Vos questions sur sitkari pranayama

À quelle fréquence pratiquer le sitkari pranayama ?

Quotidiennement pour un usage de fond (5 à 10 minutes), ou ponctuellement en cas de besoin (chaleur, irritabilité, quelques cycles suffisent). Une cure encadrée sur le modèle des études cliniques va jusqu’à 15-20 minutes, 6 jours sur 7.

Quelle est la différence entre sitali et sitkari ?

Le sitali se pratique langue enroulée en gouttière, le sitkari dents serrées avec la langue collée au palais. Les deux ont un effet rafraîchissant similaire ; le sitkari convient à celles et ceux qui ne peuvent pas enrouler la langue.

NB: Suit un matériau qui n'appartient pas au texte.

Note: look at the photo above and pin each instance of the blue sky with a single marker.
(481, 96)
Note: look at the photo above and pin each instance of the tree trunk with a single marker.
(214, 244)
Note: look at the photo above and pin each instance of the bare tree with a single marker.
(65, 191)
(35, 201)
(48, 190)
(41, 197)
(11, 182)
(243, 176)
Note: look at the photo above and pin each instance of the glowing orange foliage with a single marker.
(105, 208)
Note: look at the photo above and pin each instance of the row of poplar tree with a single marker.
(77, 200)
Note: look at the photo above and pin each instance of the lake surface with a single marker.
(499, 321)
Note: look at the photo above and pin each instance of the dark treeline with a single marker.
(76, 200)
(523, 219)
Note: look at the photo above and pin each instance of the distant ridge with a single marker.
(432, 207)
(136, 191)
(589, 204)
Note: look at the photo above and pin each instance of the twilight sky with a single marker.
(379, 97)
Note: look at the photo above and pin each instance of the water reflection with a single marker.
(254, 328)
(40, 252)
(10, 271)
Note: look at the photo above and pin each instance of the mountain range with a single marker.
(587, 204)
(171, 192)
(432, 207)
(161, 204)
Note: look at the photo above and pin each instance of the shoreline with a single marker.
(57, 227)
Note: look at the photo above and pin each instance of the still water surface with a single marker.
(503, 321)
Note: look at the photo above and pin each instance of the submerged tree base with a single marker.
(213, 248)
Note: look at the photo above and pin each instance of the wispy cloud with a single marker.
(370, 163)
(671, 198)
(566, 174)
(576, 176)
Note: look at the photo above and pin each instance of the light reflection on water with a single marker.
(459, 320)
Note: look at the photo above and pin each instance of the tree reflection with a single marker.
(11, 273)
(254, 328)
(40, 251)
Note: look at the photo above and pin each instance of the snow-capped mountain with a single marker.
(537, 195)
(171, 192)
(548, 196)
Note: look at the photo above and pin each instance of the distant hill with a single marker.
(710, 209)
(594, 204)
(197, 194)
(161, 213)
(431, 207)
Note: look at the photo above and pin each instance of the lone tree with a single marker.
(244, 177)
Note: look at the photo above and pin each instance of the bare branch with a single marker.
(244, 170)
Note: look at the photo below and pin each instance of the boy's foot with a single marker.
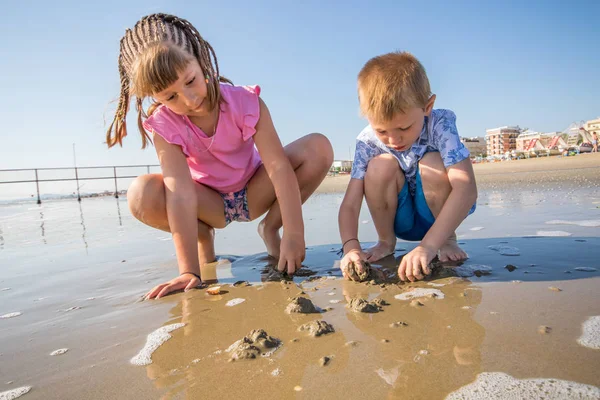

Le sitkari pranayama fait-il baisser la tension ?

Un essai clinique de 2017 a montré une baisse significative de la tension artérielle systolique chez des patients hypertendus pratiquant sitali et sitkari ensemble. Cela ne remplace pas un traitement médical prescrit.

Quand éviter le sitkari pranayama ?

En cas d’asthme, de sensibilité bronchique au froid, de sensibilité dentaire marquée ou par temps très froid. Les personnes en hypotension doivent également pratiquer avec prudence.

Peut-on pratiquer le sitkari le matin en hiver ?

Ce n’est pas idéal : sa nature rafraîchissante peut accentuer une sensation de froid. Il convient mieux en été, aux heures chaudes, ou en cas d’excès de Pitta marqué quelle que soit la saison.